I don't know too many IT practitioners who consider themselves magicians, but there is the odd occasion when we all find ourselves caught in the spell of technology.
For the uninitiated IT is a babble of acronyms. For others, it is the promise of science fiction becoming fact.
How easy it is to dream our way into computing nirvana.
But such idealism, fuelled by the 'dynamic real-time' catch-phrases created by vendor marketing, can lead us to toil and trouble.
We've learnt from dotcom history the kind of dangers I'm talking about. Oh, how it all went horribly wrong in the twisted Internet Age when we were working in offices with wacky bean bags and bowls of M&Ms. Now that was scary.
It's very easy to recall the great trickery that occurred during this period, but outspoken Ovum analyst Gary Barnett believes IT managers still engage in some 'slight of hand' mastery.

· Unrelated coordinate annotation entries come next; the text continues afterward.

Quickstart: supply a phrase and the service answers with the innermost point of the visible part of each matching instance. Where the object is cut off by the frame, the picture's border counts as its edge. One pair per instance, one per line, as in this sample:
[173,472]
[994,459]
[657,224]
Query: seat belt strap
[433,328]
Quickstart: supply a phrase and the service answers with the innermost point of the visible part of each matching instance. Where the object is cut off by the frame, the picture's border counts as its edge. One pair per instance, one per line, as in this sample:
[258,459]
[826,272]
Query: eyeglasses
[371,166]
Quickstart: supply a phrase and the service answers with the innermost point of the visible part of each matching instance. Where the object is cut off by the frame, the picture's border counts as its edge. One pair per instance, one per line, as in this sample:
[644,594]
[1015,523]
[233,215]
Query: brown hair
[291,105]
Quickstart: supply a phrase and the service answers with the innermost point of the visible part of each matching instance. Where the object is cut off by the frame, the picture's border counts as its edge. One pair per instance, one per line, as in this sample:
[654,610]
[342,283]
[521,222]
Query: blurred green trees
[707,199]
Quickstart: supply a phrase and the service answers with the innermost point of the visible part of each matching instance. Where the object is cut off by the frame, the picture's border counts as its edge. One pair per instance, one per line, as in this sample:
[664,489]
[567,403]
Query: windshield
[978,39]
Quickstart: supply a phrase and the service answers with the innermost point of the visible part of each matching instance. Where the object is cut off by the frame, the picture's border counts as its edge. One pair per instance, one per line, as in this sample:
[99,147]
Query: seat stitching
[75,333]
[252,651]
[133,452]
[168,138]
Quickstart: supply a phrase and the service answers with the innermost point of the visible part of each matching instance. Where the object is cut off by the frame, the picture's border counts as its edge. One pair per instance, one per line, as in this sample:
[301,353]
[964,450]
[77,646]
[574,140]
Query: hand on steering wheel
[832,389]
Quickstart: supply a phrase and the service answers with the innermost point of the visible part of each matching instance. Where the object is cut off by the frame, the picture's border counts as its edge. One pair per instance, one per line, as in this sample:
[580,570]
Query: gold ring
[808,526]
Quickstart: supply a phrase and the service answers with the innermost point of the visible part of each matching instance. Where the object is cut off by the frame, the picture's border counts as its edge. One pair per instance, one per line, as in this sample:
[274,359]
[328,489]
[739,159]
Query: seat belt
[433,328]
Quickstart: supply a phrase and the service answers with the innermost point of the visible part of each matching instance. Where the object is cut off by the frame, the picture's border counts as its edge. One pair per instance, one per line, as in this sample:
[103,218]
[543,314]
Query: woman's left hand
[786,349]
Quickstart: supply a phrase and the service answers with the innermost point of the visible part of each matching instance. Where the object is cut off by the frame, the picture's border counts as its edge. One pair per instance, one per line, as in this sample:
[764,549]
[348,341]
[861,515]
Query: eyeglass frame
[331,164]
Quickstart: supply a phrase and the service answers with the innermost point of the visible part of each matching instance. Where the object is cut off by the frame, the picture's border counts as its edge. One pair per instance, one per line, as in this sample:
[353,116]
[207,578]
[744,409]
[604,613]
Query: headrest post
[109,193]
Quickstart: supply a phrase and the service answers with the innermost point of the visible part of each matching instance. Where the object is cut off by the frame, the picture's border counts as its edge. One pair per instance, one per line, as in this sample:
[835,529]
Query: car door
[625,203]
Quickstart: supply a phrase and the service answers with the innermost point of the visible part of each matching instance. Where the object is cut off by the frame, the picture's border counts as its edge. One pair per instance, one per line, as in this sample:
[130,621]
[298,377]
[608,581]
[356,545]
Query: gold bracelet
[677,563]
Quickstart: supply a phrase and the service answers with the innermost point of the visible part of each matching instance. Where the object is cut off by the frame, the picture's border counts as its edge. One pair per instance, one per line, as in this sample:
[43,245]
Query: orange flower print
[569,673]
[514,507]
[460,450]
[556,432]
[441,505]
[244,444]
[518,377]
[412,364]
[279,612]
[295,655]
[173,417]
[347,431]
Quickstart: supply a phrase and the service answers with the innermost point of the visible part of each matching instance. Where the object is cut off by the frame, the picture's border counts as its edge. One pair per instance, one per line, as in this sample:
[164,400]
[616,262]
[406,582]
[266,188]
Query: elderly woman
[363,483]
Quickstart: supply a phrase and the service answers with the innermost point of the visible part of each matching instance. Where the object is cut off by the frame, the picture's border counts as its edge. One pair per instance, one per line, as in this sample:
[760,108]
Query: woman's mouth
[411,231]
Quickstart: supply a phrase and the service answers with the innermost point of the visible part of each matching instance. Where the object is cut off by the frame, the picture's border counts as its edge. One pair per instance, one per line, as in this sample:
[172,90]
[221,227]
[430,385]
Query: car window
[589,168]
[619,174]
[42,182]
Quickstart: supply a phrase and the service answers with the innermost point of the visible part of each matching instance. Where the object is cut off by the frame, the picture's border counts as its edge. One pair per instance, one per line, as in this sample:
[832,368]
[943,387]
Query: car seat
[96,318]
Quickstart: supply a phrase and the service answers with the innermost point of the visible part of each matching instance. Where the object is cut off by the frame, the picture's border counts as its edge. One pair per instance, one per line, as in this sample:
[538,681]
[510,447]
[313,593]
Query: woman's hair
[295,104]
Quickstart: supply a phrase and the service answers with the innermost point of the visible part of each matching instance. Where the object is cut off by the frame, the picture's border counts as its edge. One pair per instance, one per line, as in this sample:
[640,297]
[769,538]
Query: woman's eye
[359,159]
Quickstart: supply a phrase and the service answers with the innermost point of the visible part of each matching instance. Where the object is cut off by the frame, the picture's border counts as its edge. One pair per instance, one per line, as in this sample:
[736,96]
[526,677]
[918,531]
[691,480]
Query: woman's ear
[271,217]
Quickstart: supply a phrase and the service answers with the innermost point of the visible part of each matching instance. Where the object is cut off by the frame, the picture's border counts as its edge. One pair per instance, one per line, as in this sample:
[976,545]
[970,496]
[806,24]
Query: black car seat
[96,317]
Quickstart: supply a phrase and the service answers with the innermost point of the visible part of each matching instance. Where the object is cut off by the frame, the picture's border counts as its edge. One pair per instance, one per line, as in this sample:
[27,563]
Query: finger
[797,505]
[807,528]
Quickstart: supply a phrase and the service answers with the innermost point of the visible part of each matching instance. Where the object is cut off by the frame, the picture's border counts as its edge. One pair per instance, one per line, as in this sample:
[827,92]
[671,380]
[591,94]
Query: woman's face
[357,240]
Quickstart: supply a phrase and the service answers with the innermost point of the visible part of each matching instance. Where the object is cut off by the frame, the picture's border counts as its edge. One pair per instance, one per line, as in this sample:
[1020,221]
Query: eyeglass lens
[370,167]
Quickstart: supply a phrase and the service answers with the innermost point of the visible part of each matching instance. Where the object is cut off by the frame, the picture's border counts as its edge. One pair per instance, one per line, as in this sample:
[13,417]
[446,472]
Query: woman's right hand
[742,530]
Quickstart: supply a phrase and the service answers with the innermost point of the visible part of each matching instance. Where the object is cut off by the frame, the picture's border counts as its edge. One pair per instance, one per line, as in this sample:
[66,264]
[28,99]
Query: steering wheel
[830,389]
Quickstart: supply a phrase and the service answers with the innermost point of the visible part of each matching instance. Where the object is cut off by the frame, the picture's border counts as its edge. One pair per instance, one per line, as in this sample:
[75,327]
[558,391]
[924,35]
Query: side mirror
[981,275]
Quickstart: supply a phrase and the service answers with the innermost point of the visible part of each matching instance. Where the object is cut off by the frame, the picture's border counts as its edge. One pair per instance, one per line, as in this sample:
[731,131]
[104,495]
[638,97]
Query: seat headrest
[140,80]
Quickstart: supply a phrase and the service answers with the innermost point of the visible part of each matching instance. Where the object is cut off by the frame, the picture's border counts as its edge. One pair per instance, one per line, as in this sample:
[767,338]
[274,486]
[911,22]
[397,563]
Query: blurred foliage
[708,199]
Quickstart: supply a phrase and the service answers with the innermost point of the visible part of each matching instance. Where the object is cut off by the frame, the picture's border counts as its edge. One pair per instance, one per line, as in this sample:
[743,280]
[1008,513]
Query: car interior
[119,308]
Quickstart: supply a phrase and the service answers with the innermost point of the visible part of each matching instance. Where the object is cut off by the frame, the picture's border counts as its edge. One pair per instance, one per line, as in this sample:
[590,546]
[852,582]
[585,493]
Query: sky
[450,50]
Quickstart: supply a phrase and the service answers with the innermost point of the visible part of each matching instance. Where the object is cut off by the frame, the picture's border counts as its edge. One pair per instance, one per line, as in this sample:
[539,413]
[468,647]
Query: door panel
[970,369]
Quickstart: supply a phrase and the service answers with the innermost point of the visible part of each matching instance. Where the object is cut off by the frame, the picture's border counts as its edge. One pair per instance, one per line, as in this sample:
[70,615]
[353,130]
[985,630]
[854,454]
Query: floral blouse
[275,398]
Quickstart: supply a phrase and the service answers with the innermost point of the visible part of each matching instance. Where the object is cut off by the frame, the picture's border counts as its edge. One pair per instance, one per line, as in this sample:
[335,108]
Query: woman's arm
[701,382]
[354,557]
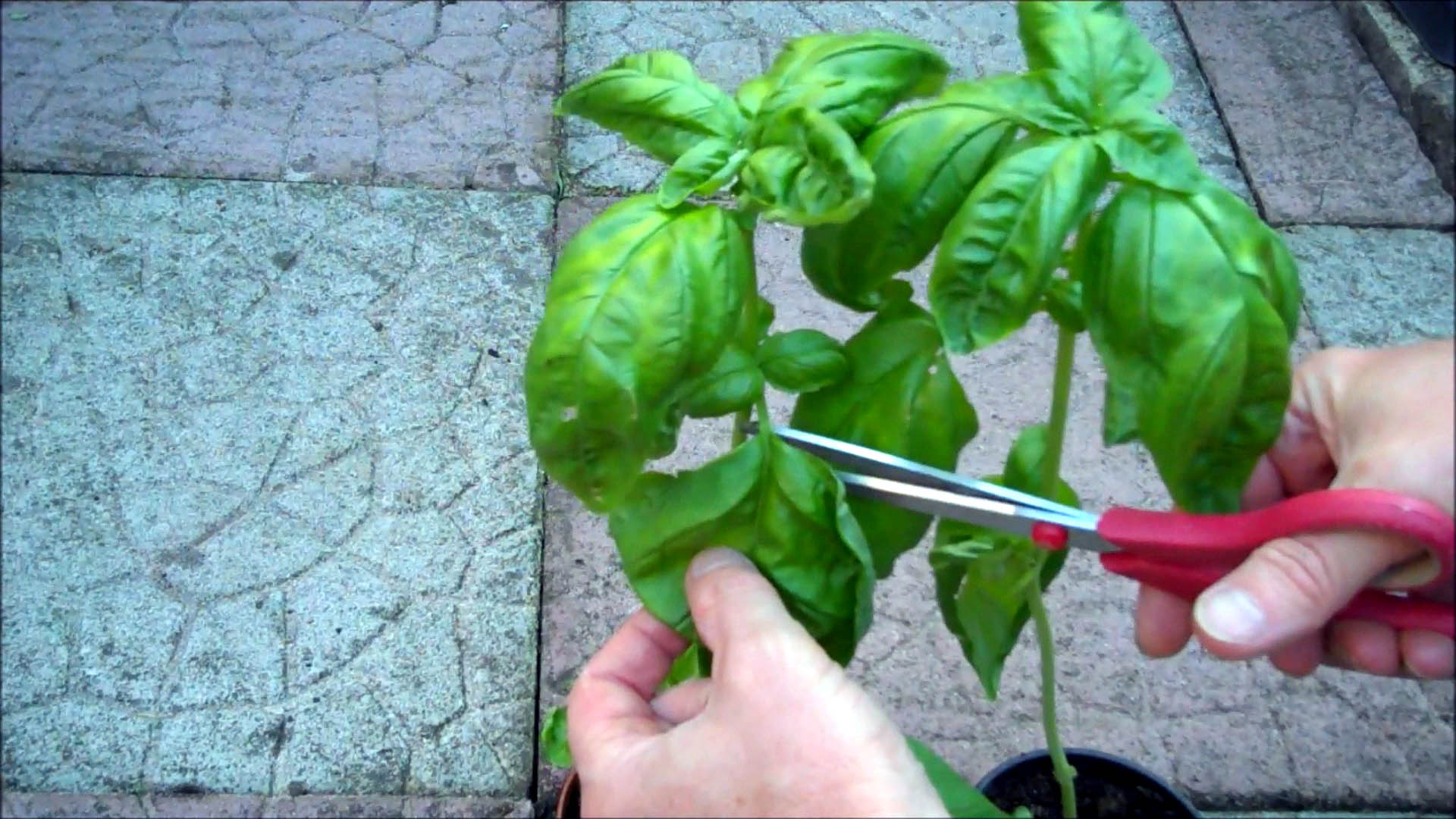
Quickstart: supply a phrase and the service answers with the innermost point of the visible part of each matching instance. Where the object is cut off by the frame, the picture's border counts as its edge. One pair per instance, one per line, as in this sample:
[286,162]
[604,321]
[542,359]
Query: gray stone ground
[271,525]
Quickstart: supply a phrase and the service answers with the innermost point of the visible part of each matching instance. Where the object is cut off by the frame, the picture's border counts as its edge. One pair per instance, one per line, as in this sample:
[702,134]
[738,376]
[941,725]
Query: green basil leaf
[733,384]
[1256,249]
[554,739]
[902,398]
[959,796]
[641,300]
[1147,148]
[802,360]
[982,575]
[657,102]
[855,79]
[925,161]
[1097,44]
[1207,366]
[695,662]
[783,507]
[1001,248]
[1065,303]
[702,169]
[810,171]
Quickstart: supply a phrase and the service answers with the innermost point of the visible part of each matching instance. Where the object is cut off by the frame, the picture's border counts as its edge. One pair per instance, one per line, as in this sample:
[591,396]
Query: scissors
[1178,553]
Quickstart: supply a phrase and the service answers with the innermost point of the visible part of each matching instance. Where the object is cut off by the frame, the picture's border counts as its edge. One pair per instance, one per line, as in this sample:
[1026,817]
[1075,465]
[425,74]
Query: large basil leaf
[641,300]
[733,384]
[1001,248]
[802,360]
[777,504]
[1253,248]
[982,575]
[702,169]
[1191,340]
[1097,44]
[855,79]
[808,171]
[657,102]
[959,796]
[925,161]
[1147,146]
[902,398]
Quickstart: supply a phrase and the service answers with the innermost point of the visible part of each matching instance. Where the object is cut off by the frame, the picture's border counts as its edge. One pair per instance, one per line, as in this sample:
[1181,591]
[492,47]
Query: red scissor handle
[1184,554]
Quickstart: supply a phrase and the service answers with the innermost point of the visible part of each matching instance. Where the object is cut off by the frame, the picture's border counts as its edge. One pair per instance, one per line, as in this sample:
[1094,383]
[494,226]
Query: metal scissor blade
[981,510]
[884,465]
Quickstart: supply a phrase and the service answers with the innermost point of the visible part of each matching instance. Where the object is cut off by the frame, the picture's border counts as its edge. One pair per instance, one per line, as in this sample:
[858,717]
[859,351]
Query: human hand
[1379,419]
[777,730]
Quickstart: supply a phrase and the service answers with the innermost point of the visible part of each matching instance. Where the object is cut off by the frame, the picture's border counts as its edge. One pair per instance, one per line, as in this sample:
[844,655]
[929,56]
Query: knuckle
[1305,573]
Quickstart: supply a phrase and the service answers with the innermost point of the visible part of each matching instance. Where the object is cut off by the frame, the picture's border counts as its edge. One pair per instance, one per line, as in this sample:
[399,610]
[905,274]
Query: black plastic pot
[1107,786]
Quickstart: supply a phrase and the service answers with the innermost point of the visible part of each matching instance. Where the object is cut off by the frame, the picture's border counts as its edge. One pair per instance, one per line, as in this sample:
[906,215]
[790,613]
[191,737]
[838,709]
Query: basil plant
[653,314]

"The dotcom is when we thought we had super powers and used magic words like e-commerce; we thought we could just say the word e-commerce and great things would happen. Post-dotcom, the magic word was TCO; by using this word doors would open. Today the magic word is governance, that's the word we say to make business open their wallets."
His musings are quite entertaining except there is a ring of truth to some of the hysteria that does engulf the world of IT (see full story page 6). Barnett puts the blame for such showmanship squarely on the shoulders of those working in IT.
He says there is a resistance to accept IT as an engineering discipline; practitioners prefer to see it as an art: "If there were two nightclubs, one for artists and one for engineers, most people would want to go to the art club. However, most artists are starving, but engineers get paid."
Like all disciplines there needs to be standards and a level of professionalism to put an end to late-running projects and budget over-runs.
It's fair to say that this move to standards and professionalism is happening and the IT industry in Australia is being formalized. One example is the introduction of the Certified Practicing Information Officer (CIPO) accreditation for CIOs and the announcement this week that business analysts will be certified.
This new accreditation for business analysts, who are a key link between business units and IT when managing a project, was announced by the Australian Business Analyst Association (ABAA) earlier this week.
These efforts should be praised but let's not lose the dreamy magic that accompanies tech innovation.
Our computing aspirations for the future are created now; just avoid those wacky bean bags.